Monday, August 07, 2017


"Pillar" by Troy's Work Table.

Sidewalk chalk and charcoal on 12" x 24" concrete board.


There are three "divine" beings who are "nightmare" "characters" from my childhood. The three of them "haunt" me. It is likely that I have conflated them in my imagination. Or, alternately, they have converged, in some sense, in my inner world.

(The many quotation marks set off beings that are not necessarily equal, but perhaps have provided me equal amounts of terror throughout my life, for various reasons.)


The first being is the God of the Old Testament. And it is this being that provides the chalk "painting" with its title. I think of the pillar of smoke by day and the pillar of fire by night, which was leading the Israelites throughout the desert. But the relationship was holy and tense and tentative, the latter mostly because the people lacked the proper faith to trust in this God and his manifestations.

Additionally, I think of the fourth figure in the furnace fire with Shadrach, Meschach, and Abednego. Christians like to get a bit sloppy with the story and insist that it is Jesus made known to the the three men. I like to think that this figure is a manifestation of God, but I don't need this person to be the Word, the Son, the Christ.


The second being is Nyarlathotep, the Crawling Chaos of H. P. Lovecraft's weird fiction, who has "risen up out of the blackness of twenty-seven centuries." I think of his thousand manifestations of madness and how he pursued me when I was an impressionable young reader of horror. I see him as the "swarthy, slender, and sinister" man who "looked like a Pharaoh" so that I don't have to imagine his otherworldly, non-Euclidean, extradimensional forms.

But the "human" avatar is plenty nightmarish on its own.


The third being is Randall Flagg, the dark man of Stephen King's The Stand. I don't watch film or television series versions of Flagg because he is both very concrete in my mind and very fleeting. I see him as King described him: walking the freeway in his "sharp-toed cowboy boots" and "faded, pegged jeans and a denim jacket," the latter adorned with the many buttons he has placed there. I see him as a man of no age, as well as a man with no face. I see him as silhouette, as shadow, as darkness, as void, as abyss.


There is a piece of me that wonders if Lovecraft was drawing upon Yahweh and other gods of the ancient Middle East for Nyarlathotep. There is a piece of me that wonders if King was drawing upon Nyarlathotep for Flagg.

Even if neither Lovecraft nor King is searching back and echoing what has come before, those echoes and juxtapositions still resonate for me, right or wrong as they may be.


Which is all a long way of saying that the dark charcoal figure in the pillar of flame above is a mixture-manifestation of those three. I see one as good, one as "neutral-indifferent," and one as evil. Yet they are gathered together and presented as one in some deep place in my dreamscape. They are nightmarish because they are so other, so supernatural, so different.

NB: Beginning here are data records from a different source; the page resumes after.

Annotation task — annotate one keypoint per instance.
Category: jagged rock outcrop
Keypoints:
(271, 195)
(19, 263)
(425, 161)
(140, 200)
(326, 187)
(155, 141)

And each of them has appeared in my life again for different reasons. The first because of a death and having to turn to one of my favorite stories from the Old Testament: (the same) God appearing before the prophet Elijah and giving him his mission. The second because of a couple of stories and poems I'm working on, and the weird fiction that inspires them. The third because of the film version of The Dark Tower being released, which includes Matthew McConaughey as a manifestation of Flagg.


Then, for whatever reason, I saw the forms of "Fungal Forest" underlying this figure and the chalk piece emerged. It was quick and raw in its creation. And, fortunately, it is now out on concrete and out of my head.